Gerry and Noreen got married in 1972 and raised children Elizabeth, 43, and Joe, 40. They’ll celebrate their 50th wedding anniversary in November.
“The star I have always set my course by,” Gerry writes of Noreen on his book’s dedication page.
Lekas taught for five years at Jack London Middle School before his 17-year tenure of teaching History and Language Arts at Friendship Junior High School.
“I liked telling stories in the classroom,” Lekas says. “I know a lot of weird stuff, so I’d throw ‘weird’ at my students; the subject matter usually held their attention. Teaching is an art, not a science. It’s an art of people, specifically an art of reading students, and recognizing what’s best for each student.”
A former student who had read Lekas’s book paid Lekas quite a compliment not too long ago, telling him that he writes exactly like he talks.
“Hearing that,” Lekas says, “meant a lot to me.”
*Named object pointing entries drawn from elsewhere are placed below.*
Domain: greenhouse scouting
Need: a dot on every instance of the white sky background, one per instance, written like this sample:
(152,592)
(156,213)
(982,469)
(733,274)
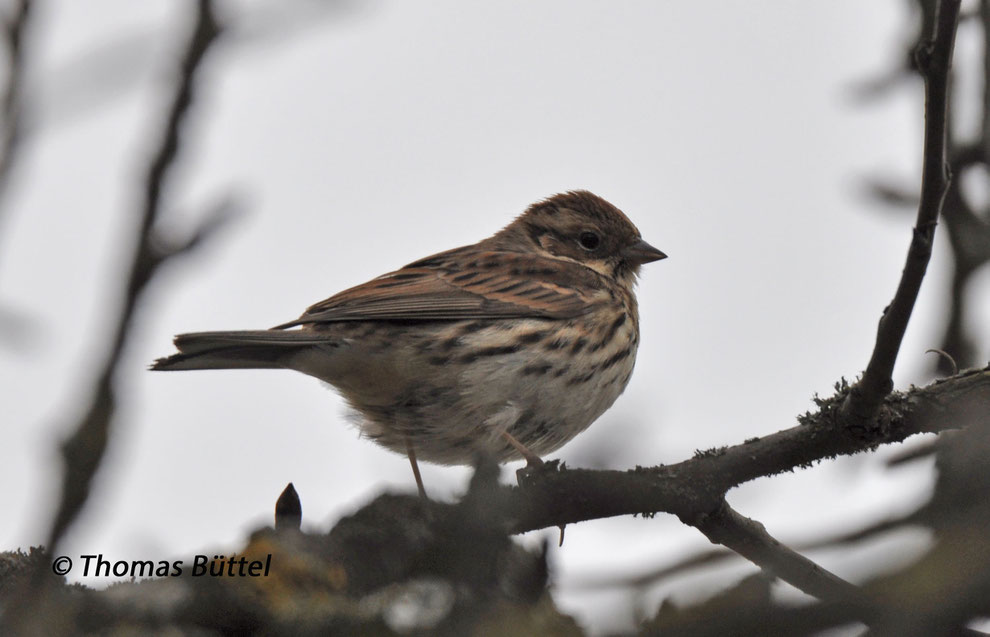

Another former student, this one having caught up with Lekas at a recent Jack London Middle School graduation ceremony, had this to say: “Mr. Lekas, I can’t explain what you gave me, what you did to inspire me in your role as a teacher, but I do know that it was important. Thank you.”
Lekas’s next role?
That’s uncertain, for now.
“There’s nothing crawling around in my head,” Lekas admits.
But one aim remains on the original Gerry Lekas List, and Lekas—who briefly envisioned a career as a sponge diver—reveals it on the back of his book. It’s not as concrete as songwriter or as playwright or as author.
The perpetually jocular Lekas wants to attain enlightenment before he kicks the bucket.